【Nutch】Linux下单机配置Nutch

最新推荐文章于 2021-05-10 18:21:01 发布

风声2012

最新推荐文章于 2021-05-10 18:21:01 发布

阅读量5.9k

点赞数

分类专栏： Nutch 文章标签： linux tomcat apache http服务器 java path

本文链接：https://blog.csdn.net/zklth/article/details/5618948

版权

Nutch 专栏收录该内容

6 篇文章 0 订阅

订阅专栏

Linux下单机配置Nutch

1.环境介绍

操作系统：Red hat linux 9

Nutch版本：nutch-0.9,下载：http://apache.etoak.com/lucene/nutch/

JDK版本：JDK 1.6

Apache Tomcat版本：apache-tomcat-6.0.18

http://apache.etoak.com/tomcat/tomcat-6/v6.0.18/bin/apache-tomcat-6.0.18.tar.gz

2.配置前提

2.1 安装jdk 1.6

首先下载jdk安装包jdk-1_6_0_13-linux-i586-rpm.bin

第一步：# chmod +x jdk-1_6_0_13-linux-i586-rpm.bin (获得执行权限)

第二步：# ./jdk-1_6_0_13-linux-i586-rpm.bin (生成rpm安装包)

第三步：# rpm -ivh jdk-1_6_0_13-linux-i586.Rpm(安装ＪＤＫ)

安装完毕后，jdk默认安装在/usr/java/目录下。

第四步：配置JAVA环境变量。

在/etc/profile中设置环境变量

[root@red-hat-9 root]# vi /etc/profile

加入以下语句：

JAVA_HOME=/usr/java/jdk1.6.0_13

export JAVA_HOME

CLASSPATH=.:$JAVA_HOME/lib:$JAVA_HOME/jre/lib (注意是冒号)

export CLASSPATH

PATH=$JAVA_HOME/bin:$JAVA_HOME/jre/bin:$PATH

[root@red-hat-9 root]# chmod +x /etc/profile (执行权限)

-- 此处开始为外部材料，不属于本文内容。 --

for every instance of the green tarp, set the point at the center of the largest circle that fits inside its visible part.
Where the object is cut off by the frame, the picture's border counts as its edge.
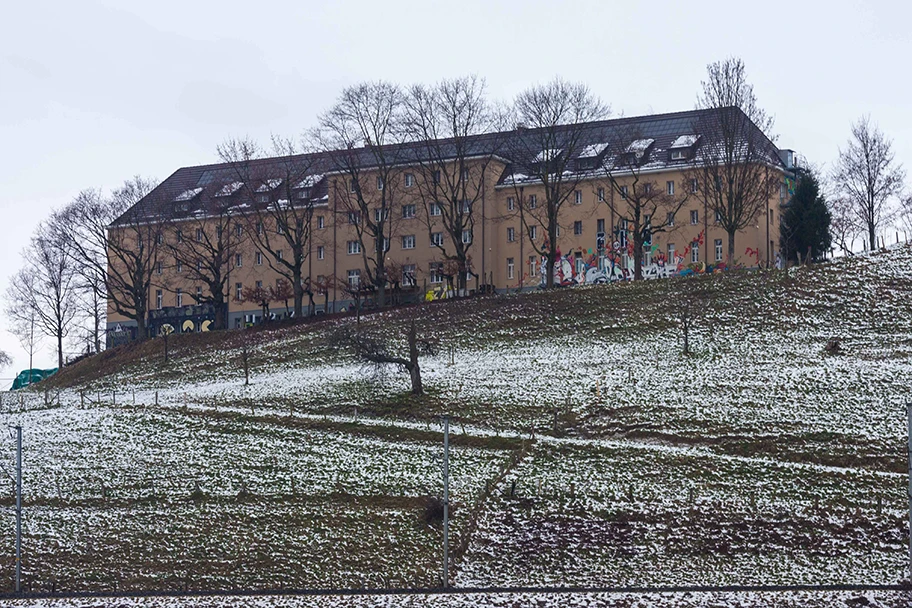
(31, 376)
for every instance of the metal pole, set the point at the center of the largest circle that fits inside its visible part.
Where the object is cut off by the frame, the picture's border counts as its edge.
(446, 500)
(18, 508)
(909, 430)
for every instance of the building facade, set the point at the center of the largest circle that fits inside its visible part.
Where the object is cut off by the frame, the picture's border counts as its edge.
(251, 230)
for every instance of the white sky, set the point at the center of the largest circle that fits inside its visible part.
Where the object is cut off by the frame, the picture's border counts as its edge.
(92, 93)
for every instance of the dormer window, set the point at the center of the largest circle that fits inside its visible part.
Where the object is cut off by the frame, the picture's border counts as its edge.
(638, 150)
(682, 148)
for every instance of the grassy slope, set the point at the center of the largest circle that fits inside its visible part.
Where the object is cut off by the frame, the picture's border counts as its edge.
(757, 459)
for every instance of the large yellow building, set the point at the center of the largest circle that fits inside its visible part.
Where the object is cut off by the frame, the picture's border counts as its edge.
(250, 222)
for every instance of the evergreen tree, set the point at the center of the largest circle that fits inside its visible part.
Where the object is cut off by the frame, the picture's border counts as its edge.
(806, 221)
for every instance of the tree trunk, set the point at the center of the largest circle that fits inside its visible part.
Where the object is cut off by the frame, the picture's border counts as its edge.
(299, 294)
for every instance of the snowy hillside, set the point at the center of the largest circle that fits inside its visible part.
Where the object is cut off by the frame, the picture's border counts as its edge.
(759, 458)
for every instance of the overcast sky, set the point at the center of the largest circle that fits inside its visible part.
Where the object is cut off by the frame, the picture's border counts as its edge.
(92, 93)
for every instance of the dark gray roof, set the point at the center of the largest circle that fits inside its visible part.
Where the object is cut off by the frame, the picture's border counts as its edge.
(192, 190)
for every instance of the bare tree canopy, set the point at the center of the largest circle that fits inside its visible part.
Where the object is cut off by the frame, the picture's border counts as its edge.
(551, 127)
(868, 177)
(355, 135)
(379, 351)
(44, 291)
(735, 167)
(452, 168)
(641, 206)
(279, 194)
(131, 247)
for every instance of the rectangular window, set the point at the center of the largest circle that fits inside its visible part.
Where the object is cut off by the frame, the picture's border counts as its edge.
(408, 275)
(436, 272)
(354, 278)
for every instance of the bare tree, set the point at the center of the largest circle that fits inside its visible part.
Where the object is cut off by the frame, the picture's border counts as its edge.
(23, 318)
(44, 292)
(131, 246)
(356, 135)
(551, 132)
(453, 165)
(378, 351)
(206, 249)
(643, 207)
(735, 161)
(281, 194)
(868, 176)
(844, 225)
(91, 288)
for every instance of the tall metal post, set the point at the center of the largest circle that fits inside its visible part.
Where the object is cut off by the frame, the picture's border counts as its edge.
(18, 508)
(446, 501)
(909, 430)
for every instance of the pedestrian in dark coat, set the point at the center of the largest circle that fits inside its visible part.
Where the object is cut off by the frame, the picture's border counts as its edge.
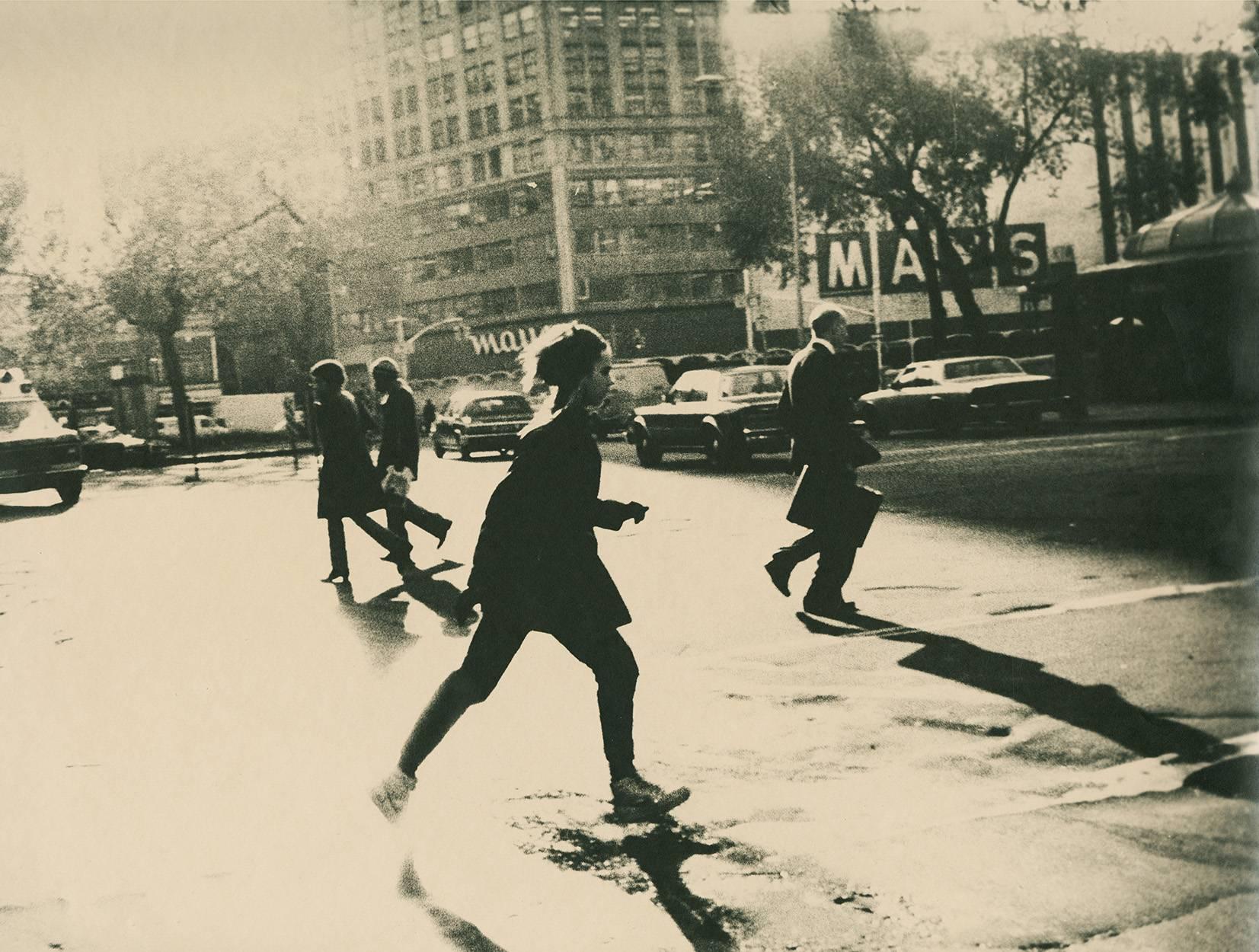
(348, 484)
(817, 411)
(399, 451)
(537, 568)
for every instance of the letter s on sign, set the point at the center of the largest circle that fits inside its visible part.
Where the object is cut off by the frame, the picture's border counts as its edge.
(1024, 260)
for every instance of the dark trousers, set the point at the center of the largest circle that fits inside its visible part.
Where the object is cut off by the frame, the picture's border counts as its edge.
(399, 512)
(835, 558)
(388, 541)
(493, 647)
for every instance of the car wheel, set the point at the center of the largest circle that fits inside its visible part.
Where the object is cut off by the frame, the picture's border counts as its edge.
(875, 422)
(944, 420)
(649, 454)
(721, 454)
(71, 490)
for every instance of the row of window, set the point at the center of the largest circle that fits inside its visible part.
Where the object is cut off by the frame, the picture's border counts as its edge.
(655, 289)
(590, 148)
(516, 202)
(445, 131)
(637, 192)
(543, 296)
(649, 239)
(480, 258)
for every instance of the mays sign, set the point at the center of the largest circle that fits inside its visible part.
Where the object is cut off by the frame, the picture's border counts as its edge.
(1016, 252)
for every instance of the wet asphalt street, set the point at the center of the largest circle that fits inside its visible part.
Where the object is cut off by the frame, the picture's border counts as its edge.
(1040, 734)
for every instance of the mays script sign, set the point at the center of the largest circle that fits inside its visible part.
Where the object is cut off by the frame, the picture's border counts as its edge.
(1018, 252)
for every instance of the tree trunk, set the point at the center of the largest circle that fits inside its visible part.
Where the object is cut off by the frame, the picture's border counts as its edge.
(177, 389)
(1241, 134)
(1102, 149)
(1189, 160)
(1131, 156)
(1155, 111)
(1215, 148)
(921, 239)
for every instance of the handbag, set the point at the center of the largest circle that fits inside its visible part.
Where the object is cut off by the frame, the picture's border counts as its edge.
(831, 504)
(397, 483)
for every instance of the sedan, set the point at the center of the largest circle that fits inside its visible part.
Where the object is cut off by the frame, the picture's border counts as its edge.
(481, 420)
(946, 395)
(727, 414)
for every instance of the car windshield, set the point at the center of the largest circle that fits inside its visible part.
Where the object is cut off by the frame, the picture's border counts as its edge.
(981, 366)
(25, 418)
(499, 407)
(759, 382)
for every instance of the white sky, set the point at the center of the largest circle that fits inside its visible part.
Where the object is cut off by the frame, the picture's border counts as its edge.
(81, 77)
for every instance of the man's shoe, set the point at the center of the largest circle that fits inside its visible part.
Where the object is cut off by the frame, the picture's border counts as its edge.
(780, 573)
(840, 612)
(443, 532)
(634, 800)
(391, 794)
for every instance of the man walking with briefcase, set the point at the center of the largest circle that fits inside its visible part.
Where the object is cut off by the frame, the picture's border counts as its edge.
(817, 412)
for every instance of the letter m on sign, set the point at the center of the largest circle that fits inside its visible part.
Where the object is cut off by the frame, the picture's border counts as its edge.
(842, 264)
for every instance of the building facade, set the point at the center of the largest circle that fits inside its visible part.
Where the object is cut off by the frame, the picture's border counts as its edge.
(528, 163)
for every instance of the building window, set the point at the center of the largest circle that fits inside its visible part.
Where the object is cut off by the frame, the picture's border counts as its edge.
(524, 110)
(519, 23)
(412, 184)
(480, 78)
(543, 296)
(528, 156)
(491, 257)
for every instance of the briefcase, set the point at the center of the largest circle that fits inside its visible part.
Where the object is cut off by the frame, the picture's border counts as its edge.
(830, 504)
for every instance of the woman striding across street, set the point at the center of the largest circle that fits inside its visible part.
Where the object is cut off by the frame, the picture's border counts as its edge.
(348, 483)
(537, 568)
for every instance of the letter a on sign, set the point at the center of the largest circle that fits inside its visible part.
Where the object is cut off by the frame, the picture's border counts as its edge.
(906, 264)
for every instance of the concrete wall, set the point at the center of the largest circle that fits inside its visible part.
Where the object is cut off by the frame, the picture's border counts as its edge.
(252, 412)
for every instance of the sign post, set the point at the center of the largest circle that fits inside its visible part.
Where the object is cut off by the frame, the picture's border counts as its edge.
(875, 285)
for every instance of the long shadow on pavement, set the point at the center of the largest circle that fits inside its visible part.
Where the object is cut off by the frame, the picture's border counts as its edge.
(653, 861)
(461, 932)
(1098, 708)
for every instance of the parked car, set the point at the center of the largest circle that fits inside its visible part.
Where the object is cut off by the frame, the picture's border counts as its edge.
(105, 447)
(727, 414)
(206, 427)
(634, 383)
(946, 395)
(36, 451)
(475, 421)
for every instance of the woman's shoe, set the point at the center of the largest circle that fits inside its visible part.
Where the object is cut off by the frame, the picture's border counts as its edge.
(634, 800)
(391, 795)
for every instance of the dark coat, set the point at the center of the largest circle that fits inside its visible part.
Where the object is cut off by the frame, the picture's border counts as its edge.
(348, 481)
(816, 410)
(399, 433)
(537, 561)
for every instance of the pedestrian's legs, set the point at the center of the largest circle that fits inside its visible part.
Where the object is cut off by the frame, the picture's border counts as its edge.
(834, 567)
(494, 645)
(391, 541)
(794, 553)
(432, 523)
(337, 548)
(616, 674)
(395, 518)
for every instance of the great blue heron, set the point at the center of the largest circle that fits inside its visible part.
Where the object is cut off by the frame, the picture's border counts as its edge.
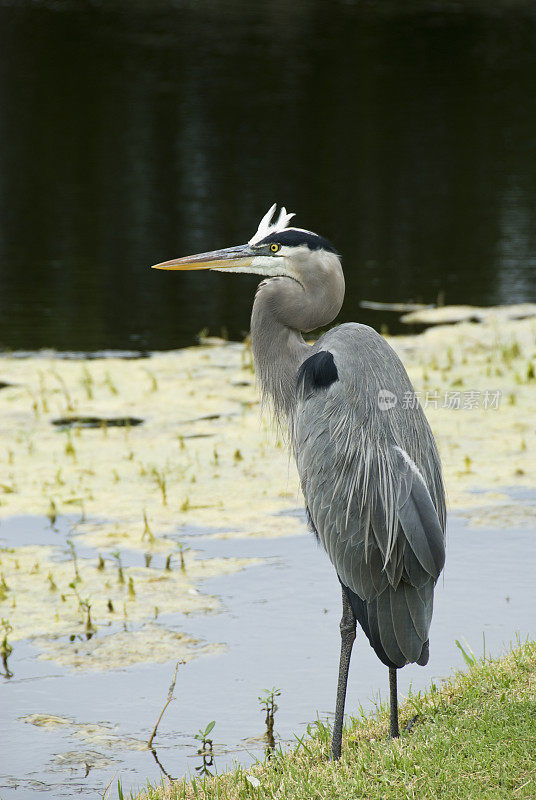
(367, 460)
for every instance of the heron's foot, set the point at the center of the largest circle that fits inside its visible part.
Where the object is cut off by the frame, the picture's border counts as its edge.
(335, 752)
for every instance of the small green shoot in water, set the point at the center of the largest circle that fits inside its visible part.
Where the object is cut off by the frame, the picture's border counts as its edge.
(269, 706)
(147, 532)
(468, 655)
(42, 392)
(87, 382)
(69, 447)
(186, 505)
(168, 701)
(182, 550)
(52, 512)
(160, 480)
(206, 749)
(120, 575)
(74, 558)
(5, 648)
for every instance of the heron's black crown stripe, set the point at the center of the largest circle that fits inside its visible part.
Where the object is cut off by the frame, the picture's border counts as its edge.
(295, 238)
(317, 372)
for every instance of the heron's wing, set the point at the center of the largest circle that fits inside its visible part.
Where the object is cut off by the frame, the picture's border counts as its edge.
(370, 504)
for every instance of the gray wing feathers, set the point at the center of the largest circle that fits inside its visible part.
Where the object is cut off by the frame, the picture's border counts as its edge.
(373, 488)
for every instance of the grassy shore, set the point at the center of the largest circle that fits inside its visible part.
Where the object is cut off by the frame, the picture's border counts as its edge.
(473, 737)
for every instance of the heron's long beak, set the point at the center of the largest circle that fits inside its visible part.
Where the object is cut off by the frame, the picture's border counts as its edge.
(240, 256)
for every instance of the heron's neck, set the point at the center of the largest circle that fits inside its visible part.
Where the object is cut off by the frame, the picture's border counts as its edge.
(283, 308)
(278, 351)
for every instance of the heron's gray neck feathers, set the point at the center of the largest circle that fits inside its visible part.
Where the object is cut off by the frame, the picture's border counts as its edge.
(283, 308)
(278, 352)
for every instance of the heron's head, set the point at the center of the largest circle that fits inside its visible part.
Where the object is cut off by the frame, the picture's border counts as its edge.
(276, 250)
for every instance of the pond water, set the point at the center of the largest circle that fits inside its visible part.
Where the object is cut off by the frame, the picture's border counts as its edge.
(134, 132)
(280, 627)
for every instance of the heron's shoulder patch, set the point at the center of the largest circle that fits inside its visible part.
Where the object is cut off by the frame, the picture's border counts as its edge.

[root@red-hat-9 root]# source /etc/profile (此后设置有效)

2.2 安装Tombact

第一步：设置环境变量(不是必须的)

[root@red-hat-9 program]# vi /etc/profile

export JDK_HOME=$JAVA_HOME

[root@red-hat-9 program]# source /etc/profile

第二步：安装tomnact，解压到某目录下即可

tar xf apache-tomcat-6.0.18.tar.gz

mv apache-tomcat-6.0.18 /zkl/progaram/

第三步：如何使用Apache Tomcat

①首先启动Tomcat，只需执行以下命令

# /zkl/program/apache-tomcat-6.0.18/bin/startup.sh

②Tomcat的网页主目录是/zkl/program/apache-tomcat-6.0.18/webapps/，只需在webapps目录中添加相应网页即可在浏览器访问，Tomcat默认目录是webapps下的ROOT目录。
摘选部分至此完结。